The resulting treatment consists of 2 complementary operations:
- Verification of the user’s identity by means of partially automated controls, reviewed, completed and validated by a human operator;
- Management of the user’s identity life cycle (in particular management of user requests: support, revocation, etc.).
According to the CNIL, the categories of data collected in the context of the use of YRIS are the following:
- Marital status, Identity, Identification data, Images ► image of the identity document, videos of the identity document, information extracted from it and video challenge
- Login data ► email address and phone number
- Internet ►cookie consent and browsing data on this site only.

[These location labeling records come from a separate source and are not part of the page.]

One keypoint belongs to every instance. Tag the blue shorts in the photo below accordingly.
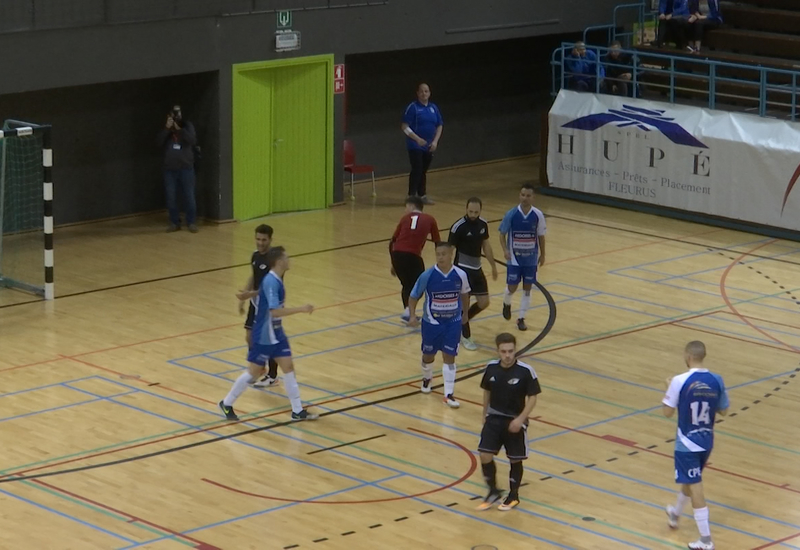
(689, 466)
(260, 354)
(524, 273)
(445, 338)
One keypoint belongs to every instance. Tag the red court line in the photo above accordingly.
(181, 335)
(638, 448)
(200, 544)
(473, 465)
(777, 542)
(651, 243)
(746, 341)
(763, 320)
(724, 293)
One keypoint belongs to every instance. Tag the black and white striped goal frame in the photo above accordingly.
(27, 129)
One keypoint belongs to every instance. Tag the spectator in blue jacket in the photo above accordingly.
(673, 21)
(583, 70)
(706, 15)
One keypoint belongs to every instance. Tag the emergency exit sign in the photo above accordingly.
(284, 19)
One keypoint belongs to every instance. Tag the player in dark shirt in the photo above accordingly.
(470, 236)
(406, 246)
(260, 267)
(510, 388)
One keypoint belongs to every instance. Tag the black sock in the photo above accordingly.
(490, 475)
(474, 309)
(514, 479)
(273, 369)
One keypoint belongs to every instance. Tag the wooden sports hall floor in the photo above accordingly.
(108, 396)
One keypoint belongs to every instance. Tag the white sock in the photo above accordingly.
(449, 375)
(238, 388)
(427, 370)
(293, 391)
(524, 304)
(680, 504)
(701, 518)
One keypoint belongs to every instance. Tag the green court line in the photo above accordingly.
(467, 366)
(106, 512)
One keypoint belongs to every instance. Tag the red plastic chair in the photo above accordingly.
(352, 168)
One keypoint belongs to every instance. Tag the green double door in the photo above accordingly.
(282, 136)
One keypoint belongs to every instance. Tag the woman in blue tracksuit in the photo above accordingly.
(705, 15)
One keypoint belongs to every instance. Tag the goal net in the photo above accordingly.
(26, 217)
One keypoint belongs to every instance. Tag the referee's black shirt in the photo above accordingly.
(509, 388)
(468, 236)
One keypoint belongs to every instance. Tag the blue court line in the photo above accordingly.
(67, 516)
(33, 413)
(699, 325)
(334, 472)
(568, 480)
(48, 386)
(262, 512)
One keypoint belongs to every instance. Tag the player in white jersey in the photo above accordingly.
(698, 395)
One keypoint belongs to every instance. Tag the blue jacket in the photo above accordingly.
(714, 13)
(583, 68)
(678, 8)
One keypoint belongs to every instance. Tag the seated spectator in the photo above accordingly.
(673, 22)
(583, 69)
(618, 69)
(706, 15)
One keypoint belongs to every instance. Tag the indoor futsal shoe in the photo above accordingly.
(265, 382)
(304, 415)
(509, 503)
(227, 411)
(493, 496)
(451, 402)
(672, 517)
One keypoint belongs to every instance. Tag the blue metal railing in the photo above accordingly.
(768, 91)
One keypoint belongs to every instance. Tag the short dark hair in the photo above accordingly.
(505, 338)
(416, 201)
(475, 200)
(264, 229)
(275, 254)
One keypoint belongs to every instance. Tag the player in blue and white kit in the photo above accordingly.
(698, 396)
(269, 340)
(522, 233)
(446, 290)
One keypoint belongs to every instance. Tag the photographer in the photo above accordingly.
(178, 140)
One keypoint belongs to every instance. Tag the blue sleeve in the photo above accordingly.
(724, 403)
(505, 225)
(421, 285)
(273, 288)
(409, 116)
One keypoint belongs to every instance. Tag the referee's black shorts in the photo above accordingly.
(477, 282)
(495, 435)
(251, 317)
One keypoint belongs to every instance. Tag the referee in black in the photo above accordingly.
(260, 268)
(510, 388)
(470, 237)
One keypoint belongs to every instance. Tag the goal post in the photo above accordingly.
(26, 208)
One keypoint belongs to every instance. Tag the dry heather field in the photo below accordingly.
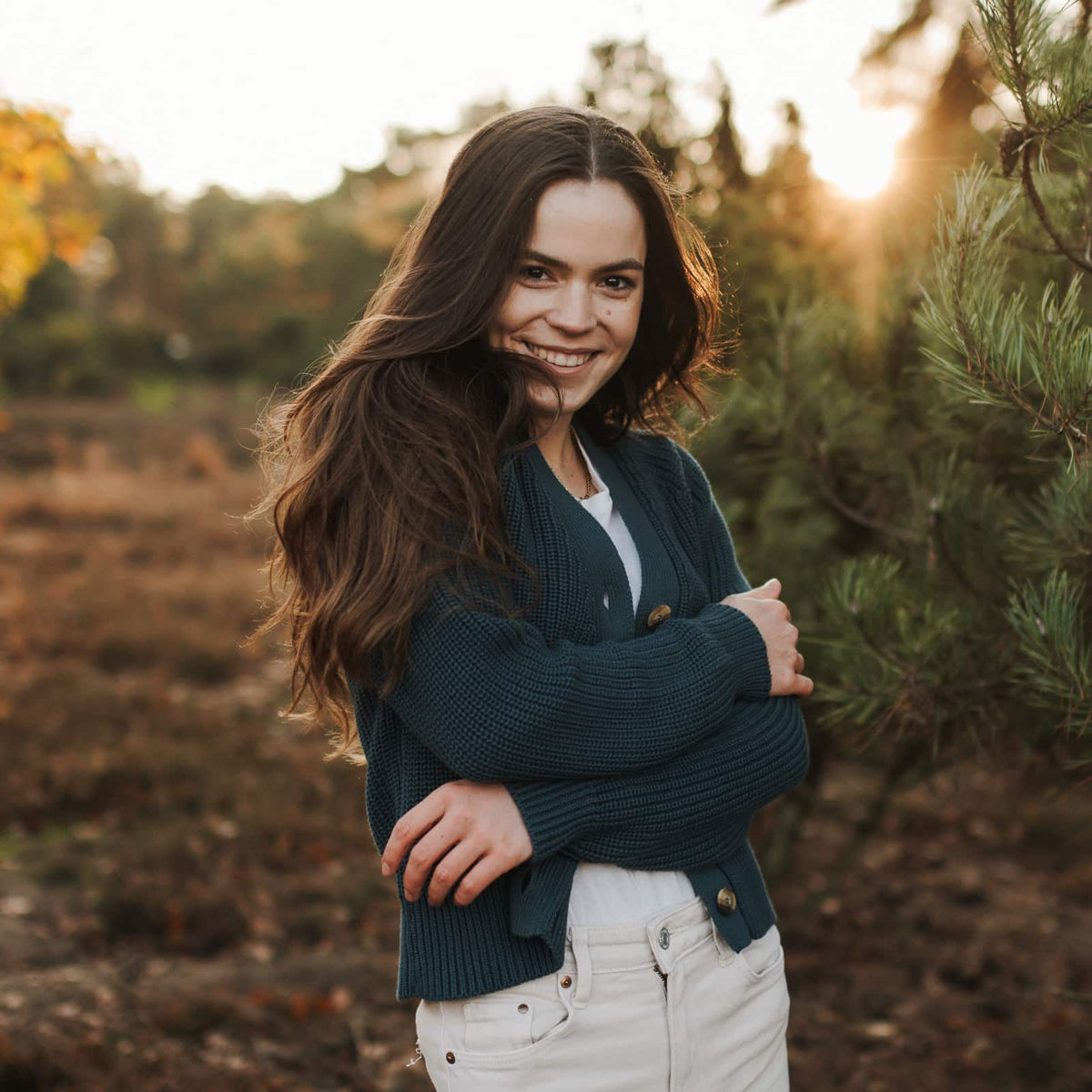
(190, 899)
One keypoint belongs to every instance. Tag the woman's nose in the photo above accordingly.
(573, 312)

Mandatory nature of data collection: the collection of the first two categories of data is mandatory to create a YRIS identity. However, the collection of navigation data is not compulsory: the user can refuse the deposit of a cookie in his browser on his first visit to the site, used exclusively for audience measurement purposes.

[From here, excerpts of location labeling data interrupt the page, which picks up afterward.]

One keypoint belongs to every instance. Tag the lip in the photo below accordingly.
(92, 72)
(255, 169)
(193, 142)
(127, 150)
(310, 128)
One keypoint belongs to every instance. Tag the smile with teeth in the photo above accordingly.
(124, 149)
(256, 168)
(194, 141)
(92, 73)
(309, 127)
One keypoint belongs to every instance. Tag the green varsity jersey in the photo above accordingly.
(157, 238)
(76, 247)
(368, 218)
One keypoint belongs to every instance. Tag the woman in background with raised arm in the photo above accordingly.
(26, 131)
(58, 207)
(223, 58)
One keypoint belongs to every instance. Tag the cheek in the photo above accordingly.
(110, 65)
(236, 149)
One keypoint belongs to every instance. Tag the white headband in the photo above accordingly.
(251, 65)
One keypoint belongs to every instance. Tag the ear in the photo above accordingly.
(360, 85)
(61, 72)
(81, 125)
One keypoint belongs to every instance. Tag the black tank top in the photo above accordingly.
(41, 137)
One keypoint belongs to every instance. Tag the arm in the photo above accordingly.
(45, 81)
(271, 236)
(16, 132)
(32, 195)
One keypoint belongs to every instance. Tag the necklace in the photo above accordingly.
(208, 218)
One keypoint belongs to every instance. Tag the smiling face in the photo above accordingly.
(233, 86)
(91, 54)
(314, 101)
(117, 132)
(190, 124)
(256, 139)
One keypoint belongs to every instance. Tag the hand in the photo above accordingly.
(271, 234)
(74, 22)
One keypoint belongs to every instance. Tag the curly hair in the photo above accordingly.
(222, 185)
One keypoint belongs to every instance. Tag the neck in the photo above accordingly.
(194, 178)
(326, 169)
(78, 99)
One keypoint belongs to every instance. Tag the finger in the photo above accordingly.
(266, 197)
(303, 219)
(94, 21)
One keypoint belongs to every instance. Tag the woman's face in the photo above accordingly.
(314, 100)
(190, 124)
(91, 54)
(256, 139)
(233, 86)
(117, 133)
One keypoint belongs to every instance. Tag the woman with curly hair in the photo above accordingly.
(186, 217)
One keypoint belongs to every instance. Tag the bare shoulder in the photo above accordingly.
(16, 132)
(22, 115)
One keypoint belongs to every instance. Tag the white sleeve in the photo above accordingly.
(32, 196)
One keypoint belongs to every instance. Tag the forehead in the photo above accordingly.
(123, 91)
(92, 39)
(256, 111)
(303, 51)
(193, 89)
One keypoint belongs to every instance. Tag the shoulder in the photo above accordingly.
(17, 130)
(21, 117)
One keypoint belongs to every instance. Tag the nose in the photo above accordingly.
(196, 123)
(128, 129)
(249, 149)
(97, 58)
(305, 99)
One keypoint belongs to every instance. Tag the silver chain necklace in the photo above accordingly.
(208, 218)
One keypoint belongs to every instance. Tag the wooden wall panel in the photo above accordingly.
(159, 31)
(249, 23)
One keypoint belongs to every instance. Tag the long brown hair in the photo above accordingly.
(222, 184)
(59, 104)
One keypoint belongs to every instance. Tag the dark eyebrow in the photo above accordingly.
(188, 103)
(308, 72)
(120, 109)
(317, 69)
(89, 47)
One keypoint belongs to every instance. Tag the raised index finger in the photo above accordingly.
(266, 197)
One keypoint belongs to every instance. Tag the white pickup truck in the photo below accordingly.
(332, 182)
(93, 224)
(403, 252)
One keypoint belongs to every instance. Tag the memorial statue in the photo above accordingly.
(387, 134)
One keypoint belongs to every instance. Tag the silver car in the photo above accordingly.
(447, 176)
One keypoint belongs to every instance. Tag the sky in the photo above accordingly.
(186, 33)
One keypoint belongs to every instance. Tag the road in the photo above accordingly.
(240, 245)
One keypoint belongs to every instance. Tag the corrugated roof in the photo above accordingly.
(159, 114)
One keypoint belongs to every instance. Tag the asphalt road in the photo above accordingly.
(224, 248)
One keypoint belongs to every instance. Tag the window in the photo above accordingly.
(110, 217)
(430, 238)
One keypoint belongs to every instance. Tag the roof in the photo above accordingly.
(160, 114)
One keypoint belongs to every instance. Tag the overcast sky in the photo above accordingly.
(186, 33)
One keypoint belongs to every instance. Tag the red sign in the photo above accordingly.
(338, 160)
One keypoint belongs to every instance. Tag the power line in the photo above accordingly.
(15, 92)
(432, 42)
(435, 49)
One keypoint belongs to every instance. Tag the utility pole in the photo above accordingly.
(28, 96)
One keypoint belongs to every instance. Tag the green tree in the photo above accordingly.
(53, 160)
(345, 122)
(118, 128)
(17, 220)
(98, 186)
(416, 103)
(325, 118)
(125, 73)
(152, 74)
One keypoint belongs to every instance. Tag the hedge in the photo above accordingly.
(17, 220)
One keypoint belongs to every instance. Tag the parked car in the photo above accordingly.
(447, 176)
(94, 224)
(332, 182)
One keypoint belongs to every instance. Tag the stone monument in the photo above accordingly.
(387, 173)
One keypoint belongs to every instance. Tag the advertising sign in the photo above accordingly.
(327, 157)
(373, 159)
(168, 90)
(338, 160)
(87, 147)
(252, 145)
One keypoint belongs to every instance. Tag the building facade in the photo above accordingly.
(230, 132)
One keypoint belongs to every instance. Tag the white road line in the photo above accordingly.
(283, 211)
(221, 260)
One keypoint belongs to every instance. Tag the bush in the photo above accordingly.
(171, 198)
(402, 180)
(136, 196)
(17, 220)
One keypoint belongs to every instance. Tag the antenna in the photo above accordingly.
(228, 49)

Automated decision-making: provides the possibility of automated decision making, if the user so chooses.
The data processing concerns any user who wishes to create an YRIS digital identity.
Recipients of the data
The data is collected by the company ARIADNEXT, which acts here as a Data Controller in the sense of the General Data Protection Regulation (GDPR). In order to improve its machine learning and deep learning technologies, the first category of data mentioned above is exploited exclusively by the ARIADNEXT R&D team.
The storage of (fully anonymized) audience measurement data is provided by the company Google. Google acts as a subcontractor on behalf of ARIADNEXT and processes the data in accordance with ARIADNEXT guidelines. In this sense, we retain full rights to collect, access, store and delete your data at any time.

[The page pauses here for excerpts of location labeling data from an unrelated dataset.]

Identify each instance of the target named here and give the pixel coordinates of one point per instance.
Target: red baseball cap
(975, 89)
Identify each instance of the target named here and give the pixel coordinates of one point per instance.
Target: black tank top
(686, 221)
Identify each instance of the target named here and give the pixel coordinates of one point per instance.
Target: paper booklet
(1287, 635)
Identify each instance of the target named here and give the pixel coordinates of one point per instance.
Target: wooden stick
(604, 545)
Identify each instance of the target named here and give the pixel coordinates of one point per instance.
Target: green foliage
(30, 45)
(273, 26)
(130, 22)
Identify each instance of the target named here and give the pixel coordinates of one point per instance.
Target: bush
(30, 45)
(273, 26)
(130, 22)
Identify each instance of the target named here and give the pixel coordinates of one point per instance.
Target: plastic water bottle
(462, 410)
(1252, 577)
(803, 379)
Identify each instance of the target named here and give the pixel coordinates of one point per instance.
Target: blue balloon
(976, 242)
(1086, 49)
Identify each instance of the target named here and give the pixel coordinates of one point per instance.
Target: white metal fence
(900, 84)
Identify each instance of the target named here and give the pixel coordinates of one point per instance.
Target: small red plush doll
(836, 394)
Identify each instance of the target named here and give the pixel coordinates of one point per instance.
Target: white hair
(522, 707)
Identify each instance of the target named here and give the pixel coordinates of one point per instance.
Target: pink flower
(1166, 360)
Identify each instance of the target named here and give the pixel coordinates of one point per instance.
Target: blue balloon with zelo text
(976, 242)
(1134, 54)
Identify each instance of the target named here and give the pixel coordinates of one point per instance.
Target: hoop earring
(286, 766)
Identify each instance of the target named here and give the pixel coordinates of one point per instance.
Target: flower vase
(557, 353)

Duration of data retention
ARIADNEXT applies the RGPD’s retention period limitation principle to data processed in connection with the provision of the service:
- Information extracted from the identity document: 5 years, in accordance with the requirements of the European eIDAS regulation
- Email address and phone number: 5 years
- Title images and video challenge: 96 hours
- Consent cookie: 13 months, in accordance with French law
In accordance with the RGPD, ARIADNEXT and all subcontractors under its responsibility are bound by a security obligation. The following measures – non-exhaustive list – are therefore implemented:
- The protection (“encryption”) of your data exchanged between your browser and our services is provided by HTTPS
- Duplication of data so that it remains available in the event of a disaster
- ISO 27001:2017 security certification for the data center used by ARIADNEXT hosting users’ digital identity, as well as for the systems, applications, personnel, technology, processes and data centers on which Google Analytics relies.
Your rights concerning you
What the law says: You can access and obtain a copy of the data concerning you, object to the processing of this data, have it rectified or deleted. You also have the right to limit the processing of your data.
Exercising your rights: ARIADNEXT’s Data Protection Officer (DPO) is your contact for any request to exercise your rights regarding this processing.
- Contact the DPO electronically: firstname.lastname@example.org
- Contact the DPO by mail: ARIADNEXT DPO, 122 rue Robert Keller, 35510 Cesson-Sévigné, France
If you feel, after contacting us, that your rights regarding your data are not being respected, you may submit a complaint to the Commission Nationale de l’Informatique et des Libertés.